Tuesday, April 14, 2009

WMS Tiling Clients

For projects relying on open source software and using WMS services for their map applications perhaps the most obvious choice for a client application is to write something using the OpenLayers API. This is a very extensive javascript API and is used to demonstrate the open source OGC compliant servers MapServer and GeoServer. Its straight forward to construct a map and then to overlay multiple layers using WMS services.

The screenshot above shows a layer of 0.1 degree cell densities representing data from Australian National Herbarium rendered using GeoServer layered on top of the Google satellite base layer, all pulled together using OpenLayers.

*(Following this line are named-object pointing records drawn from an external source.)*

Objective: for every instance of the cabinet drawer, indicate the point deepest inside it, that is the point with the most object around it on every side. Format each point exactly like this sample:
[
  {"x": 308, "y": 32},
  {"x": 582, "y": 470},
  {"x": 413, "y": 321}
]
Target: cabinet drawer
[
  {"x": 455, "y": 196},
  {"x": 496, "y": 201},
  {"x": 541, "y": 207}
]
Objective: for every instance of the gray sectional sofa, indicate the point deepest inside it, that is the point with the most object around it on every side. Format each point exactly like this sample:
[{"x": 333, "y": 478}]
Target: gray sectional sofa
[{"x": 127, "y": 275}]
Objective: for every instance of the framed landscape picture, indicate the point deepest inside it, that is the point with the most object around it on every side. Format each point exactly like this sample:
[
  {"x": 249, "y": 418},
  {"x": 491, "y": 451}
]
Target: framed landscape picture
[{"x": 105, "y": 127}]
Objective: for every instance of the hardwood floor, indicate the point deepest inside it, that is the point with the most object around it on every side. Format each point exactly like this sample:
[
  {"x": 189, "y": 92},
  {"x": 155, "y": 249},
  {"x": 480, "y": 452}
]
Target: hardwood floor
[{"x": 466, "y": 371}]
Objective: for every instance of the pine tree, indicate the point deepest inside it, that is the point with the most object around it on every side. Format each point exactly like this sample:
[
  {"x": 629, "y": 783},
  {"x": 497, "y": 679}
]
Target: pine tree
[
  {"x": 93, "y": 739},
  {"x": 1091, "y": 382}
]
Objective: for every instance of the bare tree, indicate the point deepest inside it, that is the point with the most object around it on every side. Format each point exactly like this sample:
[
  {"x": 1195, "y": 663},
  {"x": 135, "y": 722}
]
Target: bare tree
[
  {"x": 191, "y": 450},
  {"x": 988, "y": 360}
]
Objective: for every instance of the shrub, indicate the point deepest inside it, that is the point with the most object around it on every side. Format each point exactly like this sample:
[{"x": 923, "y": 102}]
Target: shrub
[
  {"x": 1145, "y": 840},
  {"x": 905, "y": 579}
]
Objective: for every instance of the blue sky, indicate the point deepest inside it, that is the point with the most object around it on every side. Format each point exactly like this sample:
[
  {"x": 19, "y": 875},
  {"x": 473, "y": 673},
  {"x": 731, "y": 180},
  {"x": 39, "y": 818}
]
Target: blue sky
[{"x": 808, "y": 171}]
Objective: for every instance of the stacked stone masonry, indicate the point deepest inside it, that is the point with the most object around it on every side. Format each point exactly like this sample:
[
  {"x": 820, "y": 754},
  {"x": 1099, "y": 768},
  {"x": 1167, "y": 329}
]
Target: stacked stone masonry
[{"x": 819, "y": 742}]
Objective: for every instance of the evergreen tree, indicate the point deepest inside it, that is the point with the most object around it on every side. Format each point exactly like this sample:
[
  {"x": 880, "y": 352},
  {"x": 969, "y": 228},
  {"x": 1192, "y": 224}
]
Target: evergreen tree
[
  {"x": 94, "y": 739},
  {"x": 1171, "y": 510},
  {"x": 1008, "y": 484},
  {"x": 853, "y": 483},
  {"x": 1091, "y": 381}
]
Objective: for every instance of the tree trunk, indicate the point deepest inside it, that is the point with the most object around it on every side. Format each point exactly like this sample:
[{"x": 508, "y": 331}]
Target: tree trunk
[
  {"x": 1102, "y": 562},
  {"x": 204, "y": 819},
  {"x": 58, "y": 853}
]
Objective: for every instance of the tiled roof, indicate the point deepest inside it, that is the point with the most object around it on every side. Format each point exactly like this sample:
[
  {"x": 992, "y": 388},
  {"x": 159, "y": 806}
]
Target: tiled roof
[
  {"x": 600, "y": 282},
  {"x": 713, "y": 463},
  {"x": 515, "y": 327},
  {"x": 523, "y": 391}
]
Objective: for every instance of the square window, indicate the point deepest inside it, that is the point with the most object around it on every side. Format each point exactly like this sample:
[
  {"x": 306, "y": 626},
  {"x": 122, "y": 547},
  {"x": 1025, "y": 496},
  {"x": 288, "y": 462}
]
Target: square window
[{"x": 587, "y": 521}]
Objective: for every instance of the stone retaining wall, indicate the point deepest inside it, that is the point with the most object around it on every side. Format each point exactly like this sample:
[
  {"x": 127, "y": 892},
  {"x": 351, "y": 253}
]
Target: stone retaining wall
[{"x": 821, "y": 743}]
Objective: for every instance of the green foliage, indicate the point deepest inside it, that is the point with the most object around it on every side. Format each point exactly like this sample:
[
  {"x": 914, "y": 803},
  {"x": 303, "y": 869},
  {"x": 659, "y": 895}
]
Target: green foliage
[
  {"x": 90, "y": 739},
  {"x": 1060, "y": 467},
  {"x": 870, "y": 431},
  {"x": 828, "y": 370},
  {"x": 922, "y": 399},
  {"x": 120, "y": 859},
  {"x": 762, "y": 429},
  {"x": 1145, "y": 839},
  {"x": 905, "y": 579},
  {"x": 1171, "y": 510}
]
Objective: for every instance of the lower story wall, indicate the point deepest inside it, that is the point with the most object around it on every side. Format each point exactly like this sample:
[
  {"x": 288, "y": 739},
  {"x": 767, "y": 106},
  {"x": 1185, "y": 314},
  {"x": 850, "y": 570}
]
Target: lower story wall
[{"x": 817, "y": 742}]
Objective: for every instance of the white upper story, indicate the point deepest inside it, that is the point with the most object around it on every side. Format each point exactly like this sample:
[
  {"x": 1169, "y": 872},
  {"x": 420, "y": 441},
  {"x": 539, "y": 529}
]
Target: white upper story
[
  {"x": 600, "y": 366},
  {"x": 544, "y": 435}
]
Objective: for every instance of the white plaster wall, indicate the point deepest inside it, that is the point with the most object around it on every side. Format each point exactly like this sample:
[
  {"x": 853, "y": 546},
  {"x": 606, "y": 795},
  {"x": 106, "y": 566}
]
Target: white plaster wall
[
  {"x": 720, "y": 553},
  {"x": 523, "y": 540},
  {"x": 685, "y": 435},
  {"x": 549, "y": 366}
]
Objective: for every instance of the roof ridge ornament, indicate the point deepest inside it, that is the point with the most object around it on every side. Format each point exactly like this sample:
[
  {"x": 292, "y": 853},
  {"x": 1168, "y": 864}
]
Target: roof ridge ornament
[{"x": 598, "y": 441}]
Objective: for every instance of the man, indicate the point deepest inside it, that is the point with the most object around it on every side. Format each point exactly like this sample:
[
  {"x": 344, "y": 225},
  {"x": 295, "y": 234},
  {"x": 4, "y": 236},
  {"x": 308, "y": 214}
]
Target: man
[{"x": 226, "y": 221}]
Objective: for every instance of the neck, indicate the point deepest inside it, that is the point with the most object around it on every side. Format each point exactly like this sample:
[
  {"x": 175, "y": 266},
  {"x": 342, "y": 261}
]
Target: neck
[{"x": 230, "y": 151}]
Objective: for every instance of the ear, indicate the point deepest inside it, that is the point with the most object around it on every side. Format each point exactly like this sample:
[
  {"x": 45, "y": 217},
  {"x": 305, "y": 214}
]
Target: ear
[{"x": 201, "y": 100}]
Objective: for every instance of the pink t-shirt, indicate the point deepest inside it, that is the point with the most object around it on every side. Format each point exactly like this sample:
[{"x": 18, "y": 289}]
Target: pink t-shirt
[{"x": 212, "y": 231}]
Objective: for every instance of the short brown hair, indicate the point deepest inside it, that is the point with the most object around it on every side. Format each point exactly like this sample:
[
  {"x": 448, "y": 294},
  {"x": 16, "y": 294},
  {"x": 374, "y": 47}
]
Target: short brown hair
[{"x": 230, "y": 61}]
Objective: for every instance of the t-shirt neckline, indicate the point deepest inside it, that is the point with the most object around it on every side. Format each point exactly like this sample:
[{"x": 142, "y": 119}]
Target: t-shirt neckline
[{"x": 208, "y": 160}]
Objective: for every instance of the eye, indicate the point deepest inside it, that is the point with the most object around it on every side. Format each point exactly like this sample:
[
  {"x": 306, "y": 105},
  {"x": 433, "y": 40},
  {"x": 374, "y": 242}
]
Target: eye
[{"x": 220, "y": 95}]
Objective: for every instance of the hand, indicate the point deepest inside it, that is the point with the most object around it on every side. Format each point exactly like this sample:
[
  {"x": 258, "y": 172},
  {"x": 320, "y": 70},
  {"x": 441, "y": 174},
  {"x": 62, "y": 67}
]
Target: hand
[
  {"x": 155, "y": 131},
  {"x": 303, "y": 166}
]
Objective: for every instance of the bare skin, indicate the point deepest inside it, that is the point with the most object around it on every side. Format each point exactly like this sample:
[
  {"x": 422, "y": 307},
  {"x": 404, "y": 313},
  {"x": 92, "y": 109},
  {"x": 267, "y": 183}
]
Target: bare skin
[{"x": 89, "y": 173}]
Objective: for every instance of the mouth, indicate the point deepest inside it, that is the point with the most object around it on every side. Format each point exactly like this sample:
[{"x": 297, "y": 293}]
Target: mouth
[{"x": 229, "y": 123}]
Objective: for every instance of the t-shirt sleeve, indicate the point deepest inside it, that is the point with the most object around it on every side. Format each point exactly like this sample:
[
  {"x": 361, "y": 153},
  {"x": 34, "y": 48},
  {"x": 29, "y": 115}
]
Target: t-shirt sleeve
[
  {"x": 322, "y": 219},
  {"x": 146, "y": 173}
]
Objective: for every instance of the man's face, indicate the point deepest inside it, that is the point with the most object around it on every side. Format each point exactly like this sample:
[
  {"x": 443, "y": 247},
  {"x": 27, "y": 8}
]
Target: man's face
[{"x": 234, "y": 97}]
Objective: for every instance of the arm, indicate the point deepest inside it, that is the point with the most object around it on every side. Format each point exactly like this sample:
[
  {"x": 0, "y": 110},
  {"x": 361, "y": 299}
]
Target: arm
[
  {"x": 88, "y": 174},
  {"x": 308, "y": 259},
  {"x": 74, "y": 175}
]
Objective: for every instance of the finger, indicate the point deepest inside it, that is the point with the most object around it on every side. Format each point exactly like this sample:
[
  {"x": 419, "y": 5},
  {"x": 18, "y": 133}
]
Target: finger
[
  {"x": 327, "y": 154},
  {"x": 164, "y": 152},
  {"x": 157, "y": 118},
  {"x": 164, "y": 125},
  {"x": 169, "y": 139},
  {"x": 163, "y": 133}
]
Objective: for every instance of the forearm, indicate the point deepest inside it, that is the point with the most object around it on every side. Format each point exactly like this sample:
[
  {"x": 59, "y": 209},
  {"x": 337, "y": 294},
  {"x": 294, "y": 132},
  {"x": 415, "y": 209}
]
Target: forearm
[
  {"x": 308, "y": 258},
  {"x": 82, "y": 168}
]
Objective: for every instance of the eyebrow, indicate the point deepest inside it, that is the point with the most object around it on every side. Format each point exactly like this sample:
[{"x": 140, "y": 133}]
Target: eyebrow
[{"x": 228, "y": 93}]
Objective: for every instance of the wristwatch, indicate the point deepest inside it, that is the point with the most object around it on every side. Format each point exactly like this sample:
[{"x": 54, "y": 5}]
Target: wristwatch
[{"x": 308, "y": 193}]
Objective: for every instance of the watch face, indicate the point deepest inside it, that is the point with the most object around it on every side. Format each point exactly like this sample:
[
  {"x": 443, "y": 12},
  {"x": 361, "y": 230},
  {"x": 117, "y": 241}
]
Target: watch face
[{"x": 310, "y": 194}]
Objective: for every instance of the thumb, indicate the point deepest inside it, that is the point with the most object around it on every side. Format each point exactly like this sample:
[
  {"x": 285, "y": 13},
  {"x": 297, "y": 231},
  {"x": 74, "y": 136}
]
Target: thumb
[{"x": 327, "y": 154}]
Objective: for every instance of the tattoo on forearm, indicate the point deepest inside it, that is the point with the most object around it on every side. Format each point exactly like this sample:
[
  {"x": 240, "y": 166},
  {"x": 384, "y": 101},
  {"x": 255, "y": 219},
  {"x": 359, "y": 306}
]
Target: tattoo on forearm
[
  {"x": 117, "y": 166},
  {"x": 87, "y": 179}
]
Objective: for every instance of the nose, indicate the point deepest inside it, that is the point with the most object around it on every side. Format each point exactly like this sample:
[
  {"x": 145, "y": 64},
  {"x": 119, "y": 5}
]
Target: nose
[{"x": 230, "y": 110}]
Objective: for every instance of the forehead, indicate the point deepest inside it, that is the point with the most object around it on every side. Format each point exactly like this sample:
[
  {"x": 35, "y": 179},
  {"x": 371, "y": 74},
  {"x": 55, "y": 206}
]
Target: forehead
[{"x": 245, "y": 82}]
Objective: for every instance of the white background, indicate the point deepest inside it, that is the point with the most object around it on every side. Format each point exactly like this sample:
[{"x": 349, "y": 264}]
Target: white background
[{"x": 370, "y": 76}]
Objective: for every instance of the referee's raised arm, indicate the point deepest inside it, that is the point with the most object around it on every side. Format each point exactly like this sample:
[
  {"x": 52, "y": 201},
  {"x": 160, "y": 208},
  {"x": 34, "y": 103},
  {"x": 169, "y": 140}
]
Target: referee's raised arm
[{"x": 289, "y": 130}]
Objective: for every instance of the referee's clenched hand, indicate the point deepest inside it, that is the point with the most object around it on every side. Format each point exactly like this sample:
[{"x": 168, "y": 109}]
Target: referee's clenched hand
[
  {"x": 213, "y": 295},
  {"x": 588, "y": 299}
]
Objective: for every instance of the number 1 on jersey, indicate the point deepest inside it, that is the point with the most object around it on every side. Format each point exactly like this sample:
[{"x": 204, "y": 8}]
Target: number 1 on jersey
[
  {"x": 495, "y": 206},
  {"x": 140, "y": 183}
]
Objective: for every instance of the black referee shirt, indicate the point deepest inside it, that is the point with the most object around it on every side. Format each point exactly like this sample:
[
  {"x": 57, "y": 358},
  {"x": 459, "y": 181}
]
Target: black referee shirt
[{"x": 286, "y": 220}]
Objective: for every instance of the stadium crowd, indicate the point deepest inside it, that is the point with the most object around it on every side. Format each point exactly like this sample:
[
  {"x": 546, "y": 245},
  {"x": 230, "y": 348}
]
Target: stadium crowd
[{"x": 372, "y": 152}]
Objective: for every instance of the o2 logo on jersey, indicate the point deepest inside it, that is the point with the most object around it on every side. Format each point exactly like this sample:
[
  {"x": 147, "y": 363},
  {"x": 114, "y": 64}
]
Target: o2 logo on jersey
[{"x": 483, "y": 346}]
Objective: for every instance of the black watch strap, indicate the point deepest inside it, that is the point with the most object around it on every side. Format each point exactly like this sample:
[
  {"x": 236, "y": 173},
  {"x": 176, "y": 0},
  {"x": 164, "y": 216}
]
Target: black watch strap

Running this locally the map was rendered by OpenLayers rather quickly. Running this on an externally hosted server I began to notice curious loading of tiles by OpenLayers. So I did a stripped down comparison of the same functionality using the Google maps API. Rendering the cell density tiles from a WMS service in Google maps was done using a javascript function written by John Deck - available here.

The performance improvement with Google maps was immediately obvious. Using the Firefox YSlow plugin we see:



OpenLayersGoogle Maps API




So the main thing of interest here is the number of tiles loaded by OpenLayers compared to Google maps (91 vs 50 - although oddly the total size of the images loaded is roughly equivalent, and the tile size for both seems to be 256x256 pixels). Increasing the size of the tile for OpenLayers does reduce the number of tiles requested (I tested with 512x512 and 1024x1024) but this has little effect on performance in openlayers.

So the performance difference between Google Maps and OpenLayers could be accounted for by any combination of the following:
  • Incorrect use of the API (test for OpenLayers is here) and we are missing configuration to reduce tile loading in openlayers
  • The tile loading algorithm for Google maps is more efficient in only loading the required tiles for selected view areas
  • Openlayers is preloading more images to speed up panning. This would be good, but OpenLayers doesnt seem to prioritise the loading of currently viewed tiles.
The source for the test for OpenLayers is here, and for Google maps here.

Thursday, April 2, 2009

The Taxonomy browser visualization #1 - Tree Lists

Hi, my name is Sergio Alvarez Leiva and this is my first pos at biodivertido, Finally. I'm part of Vizzuality and work as Interaction Designer for GBIF among others. I will mainly be posting about Interaction Design, UX and Design in general, althought I'll try to post about Front.end developing a little. I hope you find it interesting.

Since I began designing for Biodiversity data, I've encountered lot of interesting challenges related to the size of the datasets .
Maybe, one of the hardest challenges is designing a taxonomy browser visualization. The taxonomy browser can represent up to 1.7M names, with nodes with more than 200 childs. That makes it complicate in terms of interaction design and performance.
I will write in a series of post my impressions on different techniques we have been experimenting:

In this first post I'm going to talk about tree list visualizations, but before I get into details, I'd like to talk a little about generic concepts that might be applied to all the visualizations. There is a lot of bibliography about trees out there, but let me introduce here my own "easy" concepts.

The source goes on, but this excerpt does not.